Thursday, 15 October 2015

Vintage now & thens

I've seen copies of these on a number of sites, but this is from WebUrbanist, 10 Vintage London Paintings Superimposed on Street View Images

Blending fiction and reality, art and history, this series of super-impositions takes the ‘then-and-now’ imagery all the back to the 18th Century to the streets and rivers of England’s capital city. Most of the added classics (spliced with Google Street View shots) are largely unedited, a few are strategically cropped but many show a naturally stark contrast in colours, tones, lighting, and of course: street life.

These hybrids show historical structures in their built environments like ‘St. Martin in the Fields’ painting by William Logsdail in 1888, of a little Victorian girl selling flowers in Trafalgar Square in London. There has been a church on the site for at least 800 years.

And another Logsdail ‘9th of November, 1888’ by William Logsdail of the Lord Mayor’s parade passing through Bank Junction in London. To the left is the Old Bank of England (the building was demolished 50 years after the painting was done). The 9th was also more famous for the crime on the very day of this parade – Mary Kelly’s murder, the last Jack The Ripper’s victims, took place less than a mile away in Whitechapel.

'Blackman Street London' by John Atkinson Grimshaw in 1885. The church is St. George The Martyr, this is the Church next to the notorious Marshalsea prison where Dickens' Little Dorrit is born. The Brough Street Market in Southwark is south of the River Thames and one of the oldest fruit and vegetable markets.
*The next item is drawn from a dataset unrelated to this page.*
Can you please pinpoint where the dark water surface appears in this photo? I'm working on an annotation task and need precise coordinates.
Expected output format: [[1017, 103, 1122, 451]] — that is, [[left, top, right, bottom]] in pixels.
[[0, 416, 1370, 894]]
It was an area also famous for its inns, like The George, which still survives. Today, Blackman Street is called Borough High Street and offers a view of the Shard – the biggest spire you'll see looking north-east.

'The River Thames with St. Paul's Cathedral on Lord Mayor's Day' by Canaletto.The Millenium Bridge cuts across this patch of the river now. You still get a great view of St. Pauls dome from the south side of the river but in 1746 - only 40 years since they had finished building it - it must have totally dominated London's skyline. St Paul’s was the city's tallest building for over 300 years. Giovanni Antonio Canal (known as Canaletto) was a Venetian painter remembered for his renditions of building landscapes in Venice & England.
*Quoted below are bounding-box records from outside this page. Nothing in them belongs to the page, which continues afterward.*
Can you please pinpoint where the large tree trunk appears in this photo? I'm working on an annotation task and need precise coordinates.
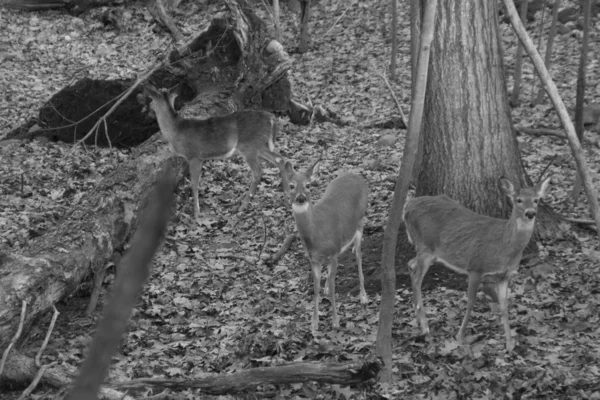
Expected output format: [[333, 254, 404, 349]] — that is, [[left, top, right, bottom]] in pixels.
[[417, 0, 525, 216], [0, 0, 290, 388]]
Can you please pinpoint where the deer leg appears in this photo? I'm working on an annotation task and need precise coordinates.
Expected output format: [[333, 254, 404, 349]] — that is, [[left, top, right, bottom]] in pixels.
[[189, 158, 202, 220], [310, 260, 321, 333], [354, 227, 369, 304], [408, 254, 433, 335], [240, 154, 262, 211], [483, 277, 498, 303], [457, 272, 481, 345], [327, 256, 340, 328], [496, 279, 515, 351]]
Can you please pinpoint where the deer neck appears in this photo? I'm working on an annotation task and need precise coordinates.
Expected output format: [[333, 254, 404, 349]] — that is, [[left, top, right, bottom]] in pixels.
[[502, 212, 535, 254], [292, 200, 315, 248]]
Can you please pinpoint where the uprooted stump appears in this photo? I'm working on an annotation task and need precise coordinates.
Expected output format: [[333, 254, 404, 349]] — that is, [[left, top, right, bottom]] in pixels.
[[8, 0, 291, 148]]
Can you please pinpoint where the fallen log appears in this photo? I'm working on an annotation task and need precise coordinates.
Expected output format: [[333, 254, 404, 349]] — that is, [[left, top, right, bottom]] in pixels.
[[0, 0, 291, 383], [111, 358, 382, 395]]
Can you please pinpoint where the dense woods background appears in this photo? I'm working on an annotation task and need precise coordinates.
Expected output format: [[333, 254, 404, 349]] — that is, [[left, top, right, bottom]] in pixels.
[[0, 1, 600, 398]]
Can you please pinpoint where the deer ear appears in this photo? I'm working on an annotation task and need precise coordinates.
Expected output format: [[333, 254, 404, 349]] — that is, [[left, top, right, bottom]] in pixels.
[[535, 177, 550, 197], [283, 161, 294, 179], [304, 158, 321, 178], [498, 178, 515, 199]]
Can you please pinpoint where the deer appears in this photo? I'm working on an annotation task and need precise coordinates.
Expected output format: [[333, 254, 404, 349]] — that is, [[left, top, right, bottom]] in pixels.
[[403, 178, 550, 351], [144, 84, 289, 220], [285, 160, 369, 334]]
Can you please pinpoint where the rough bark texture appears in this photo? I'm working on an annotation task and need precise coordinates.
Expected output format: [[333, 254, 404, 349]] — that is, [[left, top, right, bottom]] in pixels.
[[0, 0, 291, 388], [417, 0, 524, 216], [114, 360, 381, 395]]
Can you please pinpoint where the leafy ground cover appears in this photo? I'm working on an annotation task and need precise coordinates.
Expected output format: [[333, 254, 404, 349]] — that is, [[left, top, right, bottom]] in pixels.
[[0, 0, 600, 399]]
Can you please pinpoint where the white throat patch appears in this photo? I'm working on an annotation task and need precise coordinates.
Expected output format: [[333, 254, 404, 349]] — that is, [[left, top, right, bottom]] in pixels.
[[292, 202, 308, 214]]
'The Strand Looking East from Exeter Exchange' by Caleb Robert Stanley.The Strand has changed massively since this painting of St Mary Le Strand. It was half demolished and widened in 1900 removing all the alleyways and narrow residential roads. The church is a replacement for another one demolished to make way for Somerset House. In 1822 all the roads on the right would have still led right down into the Thames before the embankment was constructed. Most of those buildings are gone, but some of the roads remain and retain their slope down towards the old Thames riverbank. 
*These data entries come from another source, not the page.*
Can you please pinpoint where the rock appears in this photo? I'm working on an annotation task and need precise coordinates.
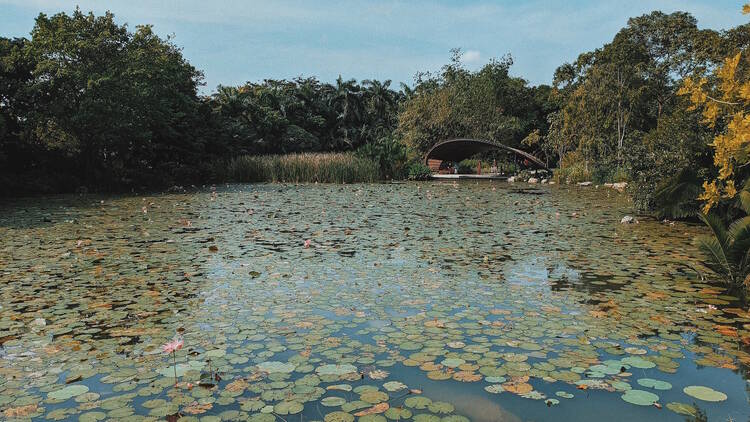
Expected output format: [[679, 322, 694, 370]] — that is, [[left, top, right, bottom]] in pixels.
[[620, 215, 638, 224], [612, 182, 628, 192]]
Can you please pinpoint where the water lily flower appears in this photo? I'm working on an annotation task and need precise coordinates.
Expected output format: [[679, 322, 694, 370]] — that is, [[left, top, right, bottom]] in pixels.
[[161, 338, 184, 353]]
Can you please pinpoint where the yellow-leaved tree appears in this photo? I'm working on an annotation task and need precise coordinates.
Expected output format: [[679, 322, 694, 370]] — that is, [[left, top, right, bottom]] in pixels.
[[678, 4, 750, 288], [677, 4, 750, 213]]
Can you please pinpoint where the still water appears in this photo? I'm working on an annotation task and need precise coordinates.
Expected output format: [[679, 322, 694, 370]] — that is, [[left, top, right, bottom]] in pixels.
[[0, 182, 750, 422]]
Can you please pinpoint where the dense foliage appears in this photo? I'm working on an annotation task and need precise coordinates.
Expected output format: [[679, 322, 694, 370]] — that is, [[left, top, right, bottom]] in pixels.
[[541, 8, 750, 208], [397, 50, 550, 158]]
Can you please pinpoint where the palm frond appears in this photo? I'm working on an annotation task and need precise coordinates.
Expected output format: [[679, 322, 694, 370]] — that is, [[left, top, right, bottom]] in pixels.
[[737, 189, 750, 214], [654, 169, 701, 219]]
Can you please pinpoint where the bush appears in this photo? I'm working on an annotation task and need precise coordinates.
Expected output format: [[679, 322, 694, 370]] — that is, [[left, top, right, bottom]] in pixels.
[[458, 159, 479, 174], [357, 137, 407, 179], [409, 162, 432, 180], [553, 152, 591, 183], [225, 153, 380, 183]]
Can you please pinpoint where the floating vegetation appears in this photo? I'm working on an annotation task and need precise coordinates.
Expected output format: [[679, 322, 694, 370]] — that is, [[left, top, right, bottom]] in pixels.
[[0, 183, 750, 422]]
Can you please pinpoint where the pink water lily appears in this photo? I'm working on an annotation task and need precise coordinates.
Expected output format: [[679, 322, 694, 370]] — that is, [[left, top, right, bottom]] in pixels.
[[161, 338, 184, 353]]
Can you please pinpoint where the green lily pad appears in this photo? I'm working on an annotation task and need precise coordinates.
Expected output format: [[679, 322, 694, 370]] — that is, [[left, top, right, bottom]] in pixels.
[[404, 396, 432, 409], [47, 385, 89, 400], [258, 361, 297, 374], [638, 378, 672, 390], [682, 385, 727, 402], [323, 411, 354, 422], [667, 402, 698, 416], [320, 397, 346, 407], [315, 363, 357, 376], [621, 390, 659, 406], [273, 401, 304, 415]]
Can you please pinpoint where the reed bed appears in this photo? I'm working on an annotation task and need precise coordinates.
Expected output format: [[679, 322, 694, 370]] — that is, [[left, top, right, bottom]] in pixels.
[[226, 153, 380, 183]]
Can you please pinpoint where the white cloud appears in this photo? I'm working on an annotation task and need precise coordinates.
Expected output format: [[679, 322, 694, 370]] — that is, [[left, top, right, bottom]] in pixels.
[[461, 50, 481, 64], [0, 0, 745, 89]]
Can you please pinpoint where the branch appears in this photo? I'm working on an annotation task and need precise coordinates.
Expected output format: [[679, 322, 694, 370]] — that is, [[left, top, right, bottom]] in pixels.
[[706, 95, 740, 105]]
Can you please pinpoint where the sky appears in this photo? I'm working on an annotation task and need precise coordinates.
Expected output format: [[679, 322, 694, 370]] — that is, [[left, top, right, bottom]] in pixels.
[[0, 0, 748, 93]]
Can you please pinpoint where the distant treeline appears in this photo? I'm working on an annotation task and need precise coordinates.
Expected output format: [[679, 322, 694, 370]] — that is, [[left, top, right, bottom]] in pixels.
[[0, 11, 750, 208]]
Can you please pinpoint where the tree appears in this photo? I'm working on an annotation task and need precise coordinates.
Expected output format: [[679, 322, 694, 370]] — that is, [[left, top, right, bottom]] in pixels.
[[25, 10, 202, 185]]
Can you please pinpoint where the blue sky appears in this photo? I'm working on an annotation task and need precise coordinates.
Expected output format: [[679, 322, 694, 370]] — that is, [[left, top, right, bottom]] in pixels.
[[0, 0, 747, 93]]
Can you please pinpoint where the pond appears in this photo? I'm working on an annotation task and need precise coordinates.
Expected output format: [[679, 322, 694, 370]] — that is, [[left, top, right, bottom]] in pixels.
[[0, 181, 750, 422]]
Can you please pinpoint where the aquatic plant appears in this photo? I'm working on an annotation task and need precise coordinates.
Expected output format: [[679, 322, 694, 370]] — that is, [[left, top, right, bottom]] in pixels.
[[408, 163, 432, 180], [226, 153, 380, 183]]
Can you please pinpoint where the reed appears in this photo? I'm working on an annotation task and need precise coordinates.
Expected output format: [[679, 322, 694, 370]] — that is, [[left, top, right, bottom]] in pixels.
[[226, 153, 380, 183]]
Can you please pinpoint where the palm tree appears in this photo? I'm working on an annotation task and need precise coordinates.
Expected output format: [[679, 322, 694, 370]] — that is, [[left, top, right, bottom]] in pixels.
[[331, 75, 362, 147], [362, 79, 396, 123]]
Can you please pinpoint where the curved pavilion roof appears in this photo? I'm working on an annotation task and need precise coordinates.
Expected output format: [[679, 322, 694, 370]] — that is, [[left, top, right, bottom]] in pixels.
[[424, 138, 547, 169]]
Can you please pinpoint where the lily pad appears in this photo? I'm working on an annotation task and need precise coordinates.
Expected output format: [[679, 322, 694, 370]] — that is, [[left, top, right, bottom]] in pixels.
[[621, 390, 659, 406], [682, 385, 727, 402], [47, 385, 89, 400]]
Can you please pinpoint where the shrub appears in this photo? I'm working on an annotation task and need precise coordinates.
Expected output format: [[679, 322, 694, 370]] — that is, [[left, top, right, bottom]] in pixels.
[[409, 162, 432, 180], [553, 152, 591, 183]]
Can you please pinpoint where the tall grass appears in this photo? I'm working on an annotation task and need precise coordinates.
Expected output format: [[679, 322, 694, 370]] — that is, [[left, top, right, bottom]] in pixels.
[[225, 153, 380, 183]]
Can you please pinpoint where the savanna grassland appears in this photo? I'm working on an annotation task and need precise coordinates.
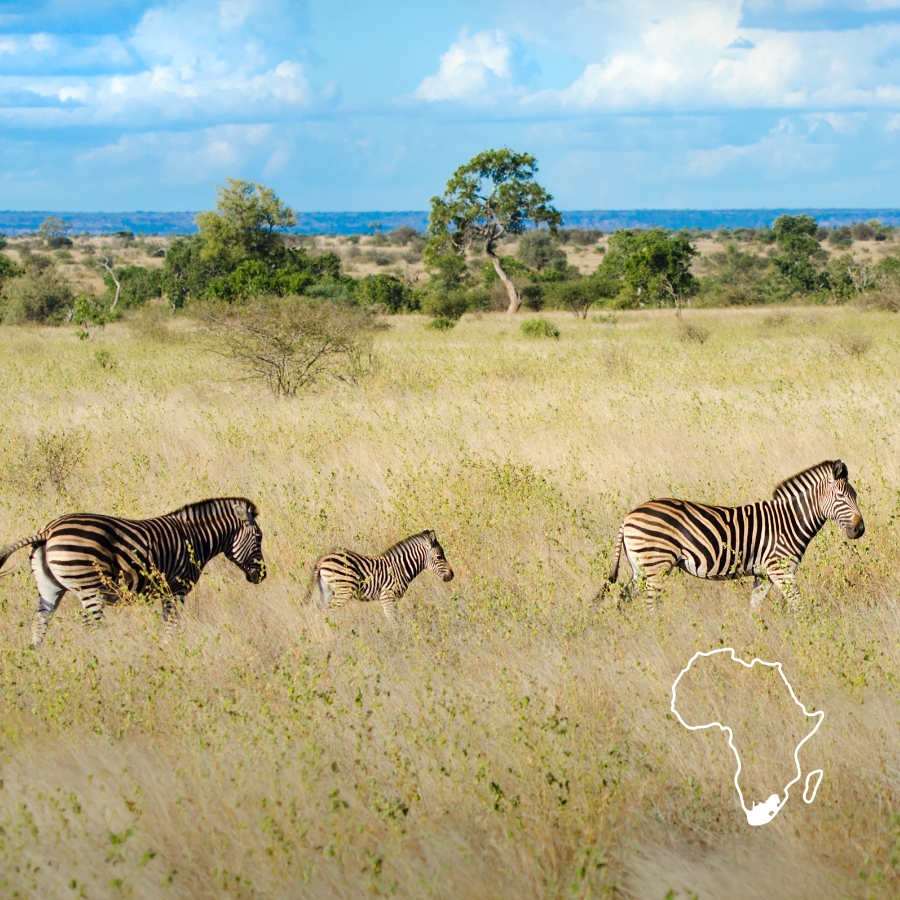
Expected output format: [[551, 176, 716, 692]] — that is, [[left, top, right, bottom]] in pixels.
[[0, 307, 900, 900]]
These images are a logical extension of the ‘now & then’ photo concept, and I believe have been improved by imposing the old masters over them.

Friday, 25 September 2015

Lighthouses and libraries

Scanning the scholarly Library Journal - as you should - and was struck by the article "The history of lighthouses" by Alex Byrne in the special 50:50 by 2020 issue.
Alex uses the analogy that libraries like lighthouses have an equally long and important history, and reveals the similarities.
As lighthouses shifted from manned to automated (Maatsuyker Island was the last in 1995), so too libraries have moved from print to electronic.
Alex finishes with "Libraries & librarians will continue to respond to their communities, subtly, continually and sometimes dramatically re-imagining their services. (true enough) We continue to be beacons of knowledge, but, unlike lighthouses, we will not become silent outposts of technology blinking hopefully out to sea."

I take some umbrage on behalf of the silent outposts - they will come into their own when an EMP burst takes out all the satellite guidance GPSs and we welcome trusty old clockwork.
Maybe like lighthouses libraries are solidly built to withstand all that can be thrown at it, and to see us through the passage of time.
Alex included a fact I didn't know - lighthouses are covered in the Australian Constitution 'the Commonwealth has the power to make laws for the peace, order and good government with respect to lighthouses', transferring them from the states.
I've included a number photos of the classic-style Sydney lighthouses (Alex is the NSW State Librarian).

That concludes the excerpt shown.